You can track the changes to the table space allocation using the list tablespaces
show detail command. The changes made by the automatic self tuning memory are
logged in files named stmm.#.log in the stmmlog directory. This directory is under
the SQLLIB directory for the instance owner in Linux and UNIX, under the
SQLLIB\Instance directory on Windows.
Another important thing to look at on the server is the memory usage of DB2 and the
entire server. On Windows you can determine the amount of RAM on the server by
opening My Computer, and then selecting Help and About Windows.
In UNIX and Linux the command free will display the amount of real memory (RAM)

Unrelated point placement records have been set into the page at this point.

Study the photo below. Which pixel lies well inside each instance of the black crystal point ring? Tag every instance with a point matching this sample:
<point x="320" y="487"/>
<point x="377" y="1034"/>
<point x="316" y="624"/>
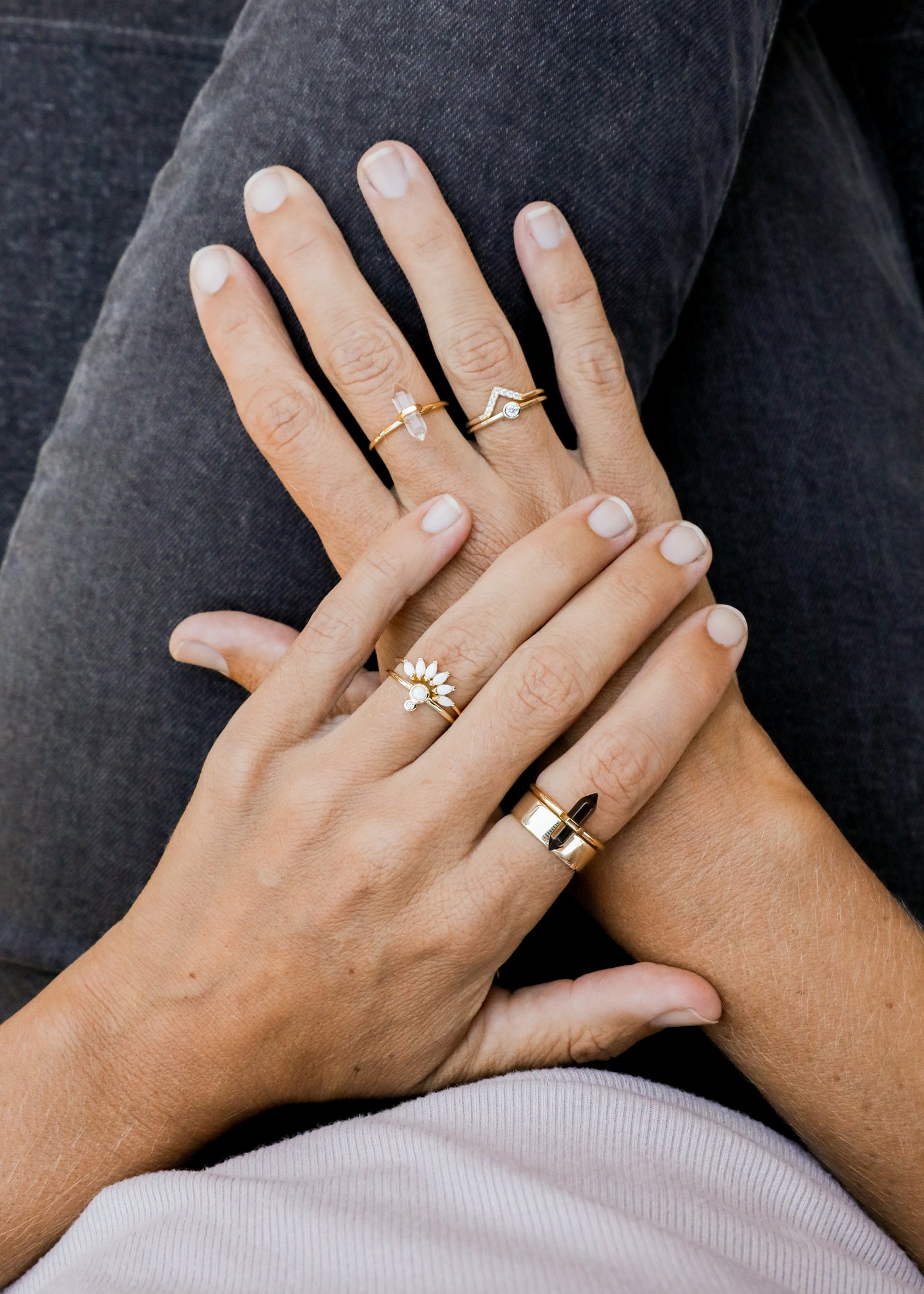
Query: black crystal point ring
<point x="561" y="832"/>
<point x="575" y="817"/>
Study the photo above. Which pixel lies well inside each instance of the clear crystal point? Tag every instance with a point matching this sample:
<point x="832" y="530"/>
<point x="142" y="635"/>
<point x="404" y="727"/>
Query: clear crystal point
<point x="413" y="421"/>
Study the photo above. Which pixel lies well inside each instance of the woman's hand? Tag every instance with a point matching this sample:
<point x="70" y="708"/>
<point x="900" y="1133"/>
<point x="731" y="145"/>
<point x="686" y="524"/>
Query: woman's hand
<point x="332" y="910"/>
<point x="338" y="908"/>
<point x="519" y="473"/>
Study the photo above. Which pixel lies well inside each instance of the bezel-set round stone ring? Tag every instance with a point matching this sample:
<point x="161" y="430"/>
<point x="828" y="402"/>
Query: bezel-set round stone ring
<point x="514" y="404"/>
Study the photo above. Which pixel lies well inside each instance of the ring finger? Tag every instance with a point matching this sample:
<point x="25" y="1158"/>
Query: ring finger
<point x="473" y="338"/>
<point x="354" y="338"/>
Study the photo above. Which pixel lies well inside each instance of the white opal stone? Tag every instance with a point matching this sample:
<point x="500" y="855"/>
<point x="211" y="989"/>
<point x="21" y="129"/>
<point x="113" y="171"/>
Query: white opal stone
<point x="413" y="422"/>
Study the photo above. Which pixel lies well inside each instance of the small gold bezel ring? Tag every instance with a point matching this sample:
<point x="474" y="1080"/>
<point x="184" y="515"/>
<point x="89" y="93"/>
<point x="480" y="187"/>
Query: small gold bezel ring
<point x="399" y="422"/>
<point x="522" y="399"/>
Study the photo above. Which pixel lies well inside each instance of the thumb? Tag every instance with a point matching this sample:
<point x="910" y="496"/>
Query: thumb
<point x="232" y="642"/>
<point x="594" y="1018"/>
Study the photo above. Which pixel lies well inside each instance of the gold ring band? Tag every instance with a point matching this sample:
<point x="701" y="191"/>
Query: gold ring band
<point x="426" y="685"/>
<point x="544" y="819"/>
<point x="515" y="403"/>
<point x="407" y="411"/>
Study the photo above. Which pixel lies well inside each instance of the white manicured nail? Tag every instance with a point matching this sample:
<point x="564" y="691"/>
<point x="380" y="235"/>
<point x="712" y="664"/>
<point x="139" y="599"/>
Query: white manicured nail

on the system, and how much is currently in use and available. In the case below
there is 1GB of real memory on this server, and approximately 717MB is allocated to
applications.
Study DB2
Nothing is more valuable in the long run than that a DBA who is widely experienced,
and as widely read as possible. This study should include DBA manuals, magazines,
newsgroups and mailing lists.
The comp.databases.ibm-db2 news group is a great place to learn from, and share
information with, your fellow DBAs.
For more detailed information you should also look for our DB2 Certification Guide
series, as these books are very informative.
Weekly procedures
Look for new objects
It is important to know if people are creating new tables, indexes, stored procedures,
etc. in your production database. New objects typically indicate that a new
application has been installed on the server and any new applications and/or objects
will impact the operational characteristics of your system.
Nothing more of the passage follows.